Nigeria is not collapsing; it is confronting long-avoided economic realities. The current hardship, though undeniable, reflects a deliberate process of correcting structural imbalances that have persisted for years. Distress is evident, but it must not be mistaken for systemic failure.

Countries in true economic collapse do not unify exchange rates, rebuild external reserves, regain access to international capital markets, or improve fiscal performance.

Nigeria, despite significant pressures, is making measurable progress across these indicators.

Ending a Distorted Economic Order

For years, Nigeria operated under an economic framework that projected stability while masking deep inefficiencies.

Artificially suppressed fuel prices, multiple exchange rate windows, and expansionary fiscal practices incentivized arbitrage over productivity.

These distortions disproportionately benefited a narrow segment of the population while imposing hidden costs on the broader economy.

Their removal has revealed the true cost structure of the system. While this transition has triggered inflationary pressures, it has also restored policy transparency and enhanced the credibility of economic management.

Strengthening the Fiscal Base

Recent fiscal data indicates a strengthening foundation. Distributable revenues to the Federation Account have risen by over 40 percent following subsidy removal, reflecting improved remittance discipline and reduced leakages.

Nigeria’s public debt remains below 30 percent of GDP, a relatively moderate level compared to peer emerging markets, according to the International Monetary Fund.
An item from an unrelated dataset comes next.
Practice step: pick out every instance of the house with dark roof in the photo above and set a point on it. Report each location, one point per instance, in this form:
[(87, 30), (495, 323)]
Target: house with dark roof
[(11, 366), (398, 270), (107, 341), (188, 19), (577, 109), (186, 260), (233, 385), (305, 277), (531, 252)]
Meanwhile, external reserves have surpassed $40 billion, based on figures from the Central Bank of Nigeria.

At the subnational level, increased fiscal inflows are enabling more consistent salary payments, with some states introducing inflation adjustments, an indication of gradually expanding fiscal space.

Inflation: A Transitional Challenge

Inflation remains the most immediate and visible consequence of ongoing reforms. It is being driven by exchange rate adjustments, energy price corrections, and longstanding supply-side constraints.

Global experience suggests that such inflationary spikes are often temporary when reforms are sustained. The greater risk lies not in reform itself, but in policy inconsistency or reversal.

Interpreting the Present Moment

Public frustration is both expected and understandable. Nigerians are justified in demanding tangible improvements in living standards. However, it is important to distinguish between short-term hardship and systemic collapse.

Nigeria’s institutional framework remains intact, fiscal capacity is improving, and macroeconomic reforms are actively progressing. This phase represents adjustment, not disintegration.

From Stabilisation to Impact

The next phase of reform must translate macroeconomic gains into measurable improvements in citizens’ welfare.

Strategic investments in healthcare, education, and targeted social protection will be essential to sustaining public confidence.

Ultimately, the credibility of these reforms will be judged not by policy intent, but by their impact on everyday life.

Conclusion: The Imperative of Consistency

Nigeria has long recognised its economic challenges; what has often been lacking is sustained policy execution. The greatest threat at this juncture is not reform fatigue, but reform reversal.

Abandoning the current course would erode credibility, deter investment, and reintroduce the very distortions that hindered growth.

This moment demands patience, discipline, and resolve. Nigeria is not collapsing, it is undertaking a necessary correction and laying the foundation for a more resilient economic future.

Tanimu Yakubu is DG, Budget Office of the Federation.